Old    newtique            08-06-2004, 5:21 PM Reply   
OK, I stand corrected. Sorry Heatercraft. The heater core tested fine although the design and installation left something to be desired..

Problem was elsewhere. Good to know of the problems though as I will be putting shut-offs in the heater lines.
Old     (talltigeguy)      Join Date: Sep 2003       08-06-2004, 5:44 PM Reply   
Stupid question:

Are you talking about the heater (for air only) or warm shower?

I've made the leap of faith of going with a heater instead of a shower in the new boat after oodles of trouble with the previous shower.

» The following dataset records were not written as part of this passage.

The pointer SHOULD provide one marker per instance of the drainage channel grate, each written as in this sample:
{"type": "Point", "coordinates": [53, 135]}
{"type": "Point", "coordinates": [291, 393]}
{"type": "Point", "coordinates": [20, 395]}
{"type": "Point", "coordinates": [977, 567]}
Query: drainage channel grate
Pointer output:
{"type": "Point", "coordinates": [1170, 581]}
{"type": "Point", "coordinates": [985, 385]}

Is a heater going to give me equal amounts of trouble? How exactly does the heater work?

(Message edited by talltigeguy on August 06, 2004)
Old    newtique            08-06-2004, 5:57 PM Reply   
Heater by Heatercraft as supplied by CC.

The design is archaic, but it puts out hot air.

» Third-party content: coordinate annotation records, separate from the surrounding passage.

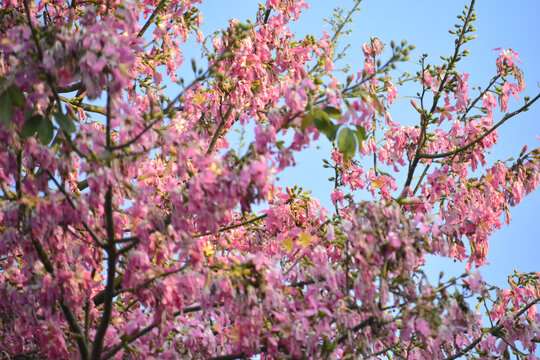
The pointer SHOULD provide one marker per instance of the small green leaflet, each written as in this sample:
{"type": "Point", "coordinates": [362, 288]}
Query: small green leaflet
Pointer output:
{"type": "Point", "coordinates": [360, 135]}
{"type": "Point", "coordinates": [324, 125]}
{"type": "Point", "coordinates": [8, 99]}
{"type": "Point", "coordinates": [45, 131]}
{"type": "Point", "coordinates": [333, 112]}
{"type": "Point", "coordinates": [347, 143]}
{"type": "Point", "coordinates": [65, 122]}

The problem as I see it: There is no provision to shut off water flow to the core. Likewise, I think it's a little difficult to thouroughly winterize the core.
It wouldn't cost a lot to add valves (shut-off's) and a bypass. Sure would save a lot of headaches.
Old     (peter_c)      Join Date: Sep 2001       08-07-2004, 12:48 AM Reply   
Most problems with the heater core are caused by freezing, or simply the heater hoses are not routed correctly allowing the hoses to bounce and cause the heater core to crack at the hose inlet. If the latter is the case it can be repaired with a torch and solder. I had one in my boat that lasted as long as I owned it. I believe they use a Ford heater core or something like that, and it can be purchased from most any auto parts store.
Old    newtique            08-07-2004, 7:43 AM Reply   
If anyone has an idea of how to plumb the heater so that 1) it can be shut off 2)can be easilly and effectively winterized 3) the bypass hose routed to the engine, let's hear from you!
Old     (peter_c)      Join Date: Sep 2001       08-07-2004, 10:33 AM Reply   
That is pretty simple.
1: Use a heater control valve from a car. You would have to reach under the dash or in the engine compartmart to shut it off.

2: Put a drain valve in the heater hose with a petcock.

3: You could run two Y valves and a short section of hose at the rear.

4: WHY? If you are really worried carry a heater core bypass. Although in cold climates I could see having the drain.